Artillery: 1.6.0-28 Node.js: v12.2.0 OS: darwin/x64

My config looks something like:

config:
  target: "https://example.com"
  phases:
    - duration: 60
      arrivalRate: 20
  defaults:
    headers:
      x-api-key: 'XXXXXXX'
scenarios:
    flow:
      - get:
          url: "/example"
          qs:
            foo: "bar"

The issue is intermittent (occurring ~2/3rds of the time). Below are two runs, one run immediately after the other with no config changes.

Run no. 1 (error)

$ artillery run example.yml

Started phase 0, duration: 60s @ 16:57:05(+0100) 2019-05-20
Report @ 16:57:15(+0100) 2019-05-20
Elapsed time: 10 seconds
  Scenarios launched:  199
  Scenarios completed: 0
  Requests completed:  0
  RPS sent: 20.1
  Request latency:
    min: NaN
    max: NaN
    median: NaN
    p95: NaN
    p99: NaN

Run no. 2 (success)

$ artillery run example.yml

Started phase 0, duration: 60s @ 16:57:17(+0100) 2019-05-20
Report @ 16:57:27(+0100) 2019-05-20
Elapsed time: 10 seconds
  Scenarios launched:  199
  Scenarios completed: 86
  Requests completed:  86
  RPS sent: 20.12
  Request latency:
    min: 124.4
    max: 202.6
    median: 137.4
    p95: 182.5
    p99: 201.6
  Codes:
    200: 86

If I get to the bottom of it I'll post here. If you have any ideas about what I might be doing wrong, or if I can provide any more information please let me know!

Thanks

JoeScho avatar May 20 '19 16:05 JoeScho

I seem to be seeing the same issue, but have a bit more info that might be useful. First, see this screenshot, showing the issue with the hung test:

Screenshot_1

The log output on the service has stopped, all the received requests have completed successfully. The test runner itself is in the hung state and sending no more requests (the test should have ended at 1 minute).

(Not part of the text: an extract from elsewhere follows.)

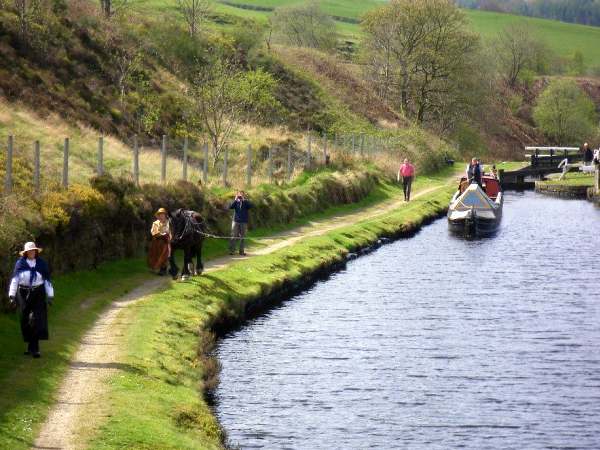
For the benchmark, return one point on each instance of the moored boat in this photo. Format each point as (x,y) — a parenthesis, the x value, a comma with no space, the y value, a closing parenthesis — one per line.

The interesting part is that, when I kill the test runner, it seems like one last small batch of requests is fired off just before artillery exits:

Screenshot_2

Notice the last two requests in the server log, that are received immediately upon killing artillery. You can also see that these requests are then immediately aborted (the finished=false implying that the connection was closed on these requests before a response was sent, likely because artillery exited).

My guess would be that artillery is hung because it's waiting for these requests, but the requests were never actually sent. And then killing the process causes them to somehow get flushed out and finally sent.

kbjr avatar Dec 15 '19 21:12 kbjr

This is so annoying issue :sob:

I have artillery for stress tests and I want to find a limits of server - and artillery found it, but I am not able to get some reasonable output from artillery due this issue.

My setup - I run this 2x parallel in docker containers to avoid problems with CPU overload.

config:
  target: "ws://raspberry:3000/ws?templateId=1&username=JakeTheDog"
  phases:
    - duration: 120
      arrivalRate: 30
      name: "Stress creating connection"
  processor: "./utils/elasticsearch.js"

scenarios:
  - engine: "ws"
    flow:
      - send: "ping pong"
      - think: 1

The problem begins when the server begins to have data processing problems and starts to have timeouts and eventually crashes. After that, artillery starts show

Report @ 14:05:46(+0000) 2020-01-17
Elapsed time: 11 minutes, 10 seconds
  Scenarios launched:  0
  Scenarios completed: 0
  Requests completed:  0
  RPS sent: NaN
  Request latency:
    min: NaN
    max: NaN
    median: NaN
    p95: NaN
    p99: NaN

Any solution for that? It is so annoying due I send results from artillery to elasticsearch and now, it doesn't send anything.

vojtech-cerveny avatar Jan 17 '20 14:01 vojtech-cerveny

@hassy - Can you provide some information about this issue? Without it, it doesn't make any sense to use it :man_shrugging:

So please provide some information, if you care about that or this will be still open and we should look for another tool for stress testing.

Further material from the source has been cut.